I haven't tried recording with an interface since making the original post so I'm really not sure what works or doesn't, sorry. Right now I use Windows for recording when I have the time. I do have a Focusrite Scarlett 18i6 USB 2.0 audio interface I am using for audio output on FreeBSD and it does work flawlessly for that.

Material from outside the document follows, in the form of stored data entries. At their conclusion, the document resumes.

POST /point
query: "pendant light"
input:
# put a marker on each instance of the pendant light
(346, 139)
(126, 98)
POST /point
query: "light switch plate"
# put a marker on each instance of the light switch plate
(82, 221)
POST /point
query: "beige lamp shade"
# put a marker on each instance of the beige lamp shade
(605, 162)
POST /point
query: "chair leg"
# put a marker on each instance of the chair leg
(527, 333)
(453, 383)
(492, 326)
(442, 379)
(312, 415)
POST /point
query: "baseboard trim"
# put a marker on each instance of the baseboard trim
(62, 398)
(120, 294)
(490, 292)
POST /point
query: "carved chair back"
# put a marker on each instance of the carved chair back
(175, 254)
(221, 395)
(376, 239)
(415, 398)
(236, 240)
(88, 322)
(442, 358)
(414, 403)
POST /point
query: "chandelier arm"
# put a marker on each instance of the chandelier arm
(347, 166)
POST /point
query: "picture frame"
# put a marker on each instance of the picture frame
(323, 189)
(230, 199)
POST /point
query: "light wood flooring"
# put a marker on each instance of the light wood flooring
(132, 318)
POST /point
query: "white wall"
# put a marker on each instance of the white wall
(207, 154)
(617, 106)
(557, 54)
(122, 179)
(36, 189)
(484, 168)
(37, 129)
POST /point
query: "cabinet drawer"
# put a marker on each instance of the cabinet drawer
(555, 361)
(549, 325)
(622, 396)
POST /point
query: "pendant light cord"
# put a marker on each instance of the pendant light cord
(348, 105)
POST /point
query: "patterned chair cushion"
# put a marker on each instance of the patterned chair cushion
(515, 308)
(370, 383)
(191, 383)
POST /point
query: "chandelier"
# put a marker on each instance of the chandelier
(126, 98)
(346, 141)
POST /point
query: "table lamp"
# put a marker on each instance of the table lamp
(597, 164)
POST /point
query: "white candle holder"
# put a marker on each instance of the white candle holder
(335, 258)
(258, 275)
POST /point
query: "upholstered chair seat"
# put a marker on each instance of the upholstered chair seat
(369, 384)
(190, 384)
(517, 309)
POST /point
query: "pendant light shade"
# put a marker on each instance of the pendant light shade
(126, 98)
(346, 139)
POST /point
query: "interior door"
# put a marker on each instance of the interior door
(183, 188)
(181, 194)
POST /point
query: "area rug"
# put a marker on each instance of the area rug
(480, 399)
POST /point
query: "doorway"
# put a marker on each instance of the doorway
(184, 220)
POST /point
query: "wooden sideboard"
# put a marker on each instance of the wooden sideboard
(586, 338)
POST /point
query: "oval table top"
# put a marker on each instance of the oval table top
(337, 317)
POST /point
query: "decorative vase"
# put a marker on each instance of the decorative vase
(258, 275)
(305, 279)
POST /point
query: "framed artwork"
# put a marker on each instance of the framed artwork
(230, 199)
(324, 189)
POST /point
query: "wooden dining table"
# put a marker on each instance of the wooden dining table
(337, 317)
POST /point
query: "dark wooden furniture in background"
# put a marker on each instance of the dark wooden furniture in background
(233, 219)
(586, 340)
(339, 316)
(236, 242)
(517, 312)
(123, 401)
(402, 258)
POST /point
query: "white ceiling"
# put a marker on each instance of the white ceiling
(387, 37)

Maybe try asking this on the freebsd-usb mailing list for a better/more thorough answer.


----------



## jjthomas (Mar 9, 2016)

Hello,

Pretty much the same here.  I'm trying to get to the point of using FreeBSD for simple projects.  But, I find when I get started on something more complicated, requiring more versatility, I boot into Windows.  Ardour (kinda) comes close to Sonar, but I have not been able to get it to compile under FreeBSD.  That will be a thread in another forum. 

Thank you.

-JJ


----------



## protocelt (Mar 9, 2016)

I've been meaning to try Ardour out but lack of recording inputs(right now) and Windows VST plugin support has prevented that so far. I have a lot of paid Windows VST plugins I use mainly in Cubase. I guess you can get Windows VST plugin support under Ardour using WINE though I'd rather not go that route.

As for having problems compiling Ardour, definitely start a new thread and I'll jump in and help if I can.


----------